Cam Shots: Arte y Autodescubrimiento en la diversidad

Por Sorayda Díaz

Cam encontró en la cámara una herramienta para comprenderse a sí misma y al mundo que la rodea. Su amor por la fotografía no comenzó con una decisión consciente, sino como un impulso casi instintivo de capturar lo que la fascinaba: la luz, los detalles, los momentos efímeros.

«Siempre me ha distraído la forma en que la luz juega sobre las cosas; no puedo evitar mirarla», confiesa.

Ese impulso se consolidó en 2017, cuando su esposo le regaló una cámara DSLR, marcando un punto de inflexión en su vida creativa. Sin saberlo en ese momento, este acto de observar y documentar era una forma de conectar con su entorno y, eventualmente, con su propia identidad.

Como hija de un inmigrante marroquí en Houston, una de las ciudades más diversas de Estados Unidos, Cam creció en un crisol de culturas que moldeó su perspectiva.

«Crecí en un lugar donde podías escuchar idiomas de todo el mundo y participar en tradiciones culturales que te hacían sentir parte de algo más grande», recuerda.

Este entorno diverso no solo amplió su visión del mundo, sino que también inspiró su búsqueda personal y creativa de significado. La diversidad de Houston se reflejaba en su propia familia. Su padre, quien llegó a los Estados Unidos tras trabajar en barcos mercantes, enfrentó innumerables desafíos, pero también dejó un legado de resiliencia y generosidad.

Estos valores y experiencias familiares despertaron en ella una profunda admiración por las personas que, como su padre, navegan por mundos desconocidos con valentía.

A través de la fotografía y el collage, Kim ha creado un espacio para explorar su identidad y las historias de otros.

«Quiero que las personas se vean como desean ser vistas, no a través de la lente de los estereotipos», explica.

Este enfoque la llevó a cuestionar cómo el arte puede ser una herramienta para dar voz a quienes han sido invisibilizados.

El camino de autodescubrimiento de Cam alcanzó un nuevo nivel en mayo de 2024, cuando, a los 36 años, fue diagnosticada con autismo. Este diagnóstico transformó su percepción de sí misma y de su trabajo.

«Pasé de pensar que algo estaba mal conmigo a entender que simplemente veo el mundo de manera diferente», comenta. Este entendimiento la liberó para crear desde un lugar de autenticidad y explorar nuevas dimensiones de su arte en el que su cámara es más que una herramienta; es una extensión de su manera de procesar y conectar con el mundo.

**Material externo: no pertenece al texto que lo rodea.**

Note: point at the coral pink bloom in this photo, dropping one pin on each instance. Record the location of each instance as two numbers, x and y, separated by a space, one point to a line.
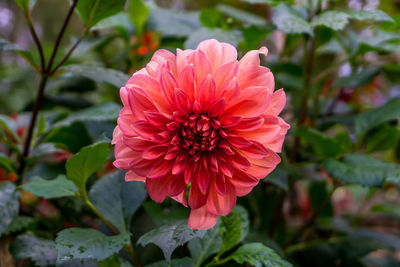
200 118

El proceso creativo de Cam es tan intuitivo como meticuloso. Describe su espacio de trabajo como un lugar en constante transformación, reflejo de sus estados mentales y emocionales.

«Si mi estudio está ordenado, significa que estoy en un buen lugar; si está caótico, probablemente estoy procesando algo», explica. En su rutina creativa, la fotografía se entrelaza con el collage y la experimentación con materiales poco convencionales, como fieltro y texturas suaves, que evocan recuerdos de su infancia. El tacto y los colores le ayudan a traducir lo que siente en algo tangible. Este enfoque multisensorial no solo le permite crear arte visualmente impactante, sino también piezas que transmiten emociones profundas.

La artista también encuentra inspiración en lo cotidiano y lo inesperado. Desde un rayo de luz que atraviesa una ventana hasta una conversación significativa, cada experiencia puede convertirse en el punto de partida para una nueva obra.

«Nunca sé exactamente qué voy a crear hasta que estoy en el momento. Mi arte es una respuesta directa a lo que estoy viviendo o procesando en ese instante», comparte. Este enfoque orgánico le permite mantenerse fiel a sí misma y a las historias que busca contar.

A través de su obra, honra tanto a su padre como a las comunidades que la rodean. «Cada pieza que creo es un tributo a las historias que me inspiran y a la fortaleza de quienes luchan por encontrar su lugar en este mundo», afirma. Su trabajo, profundamente arraigado en la diversidad cultural de Houston, invita al diálogo sobre identidad, pertenencia y representación.

Camille continúa explorando nuevas formas de contar historias, guiada por su pasión por elevar las voces de los demás. «Houston me enseñó que cada persona tiene una historia que vale la pena escuchar», reflexiona.

Su arte es un testimonio del poder, de la empatía y de cómo, al abrazar nuestra autenticidad, podemos construir puentes entre comunidades y culturas.